CDMOs like Lonza now apply platform processes at scale. Lonza is well-equipped to work with early-stage academic processes as they are converted to a GMP state. Additionally, recent collaboration with RION (a late-stage clinical company) to manufacture its Purified Exosome Product (PEP™) for Phase 3 and potential commercial supply at Lonza highlights Lonza’s ability to manufacture late-stage and commercial EV products.
Overall, the field appears to be following a normal maturation curve: the remaining bottlenecks around yield, purity, and standardization are being reduced year over year, and experienced partners are increasingly able to de-risk scale-up for innovators.
Remaining Regulatory Challenges
EV therapeutics face genuine regulatory hurdles, but these are part of normal biologic product development, not an exceptional barrier. The lack of a single FDA-approved EV therapeutic to date reflects the field’s relative youth (with the majority of programs entering the clinic between 2018 – 2022). Regulatory agencies have repeatedly demonstrated their capacity to adapt frameworks for novel modalities—from monoclonal antibodies to cell therapies to gene therapies—and the same adaptive process is underway for EVs.
Companies that engage early with regulators, invest in robust CMC and characterization, and design potency and immunogenicity assays with clinical relevance are well-positioned to navigate this pathway successfully. The first EV-based therapeutic approval is likely within the next 2–5 years, consistent with the maturation timeline observed for previous advanced therapy platforms.
Capabilities and Technical Competencies
Successful EV manufacturing starts with three core capability areas: robust analytics, smart process design, and solid GMP know-how. Teams will surely need strong expertise in EV characterization (particle sizing and counting, marker profiling, cargo analysis, potency assays), so they can define and control critical quality attributes from the outset.

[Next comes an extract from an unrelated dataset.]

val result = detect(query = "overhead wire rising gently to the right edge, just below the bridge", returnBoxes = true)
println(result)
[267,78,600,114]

They also need upstream and downstream process development skills to move from small-scale flasks to scalable bioreactors and GMP-compatible purification, while maintaining yield and product consistency.

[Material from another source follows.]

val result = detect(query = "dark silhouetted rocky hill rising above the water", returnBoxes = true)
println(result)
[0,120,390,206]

In many cases, successful clinical and commercial manufacturing takes the form of strategic partnerships, where customers rely on Lonza to either characterize, develop, and manufacture their product, or to selectively fill gaps in their internal capabilities rather than building every function in-house. Lonza combines more than a decade of institutional hands-on EV experience with over 20 years in cell and gene therapy development and manufacturing, and uses this integrated skill set to support innovators
from early development through late-phase and commercial supply, including regulatory guidance and tech transfer into cGMP facilities.
Infrastructure and Facilities
To enable large-scale EV production, Lonza has built a connected network of EV-focused analytics and GMP manufacturing sites. In Siena, Italy, Lonza’s R&D and Center of Excellence provides advanced capabilities for EV isolation, characterization, and bioprocess development, giving innovators access to state-of-the-art analytical tools and process know-how during early and mid-stage development.

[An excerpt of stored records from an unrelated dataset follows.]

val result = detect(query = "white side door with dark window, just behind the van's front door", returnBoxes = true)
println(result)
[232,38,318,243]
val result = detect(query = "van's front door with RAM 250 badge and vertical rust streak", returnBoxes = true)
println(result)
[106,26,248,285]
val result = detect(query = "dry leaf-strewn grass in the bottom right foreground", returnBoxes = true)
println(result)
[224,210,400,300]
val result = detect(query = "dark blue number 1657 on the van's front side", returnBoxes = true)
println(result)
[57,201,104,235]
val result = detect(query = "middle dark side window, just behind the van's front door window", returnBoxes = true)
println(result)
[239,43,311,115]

For late-phase and commercial supply, Lonza’s Houston (Texas) facility offers cGMP manufacturing for EVs within a site that already supports multiple commercial cell and gene therapy products. This is where Lonza will produce RION’s Purified Exosome Product (PEP™) for late-stage clinical trials and potential commercialization. Developers can also leverage Lonza’s New Product Introduction (NPI) system, which standardizes tech transfer and establishes cGMP-ready processes, including validation, raw material
strategy, analytical methods, and facility fit, so that EV programs can progress from IND-enabling work to commercial launch within an integrated infrastructure.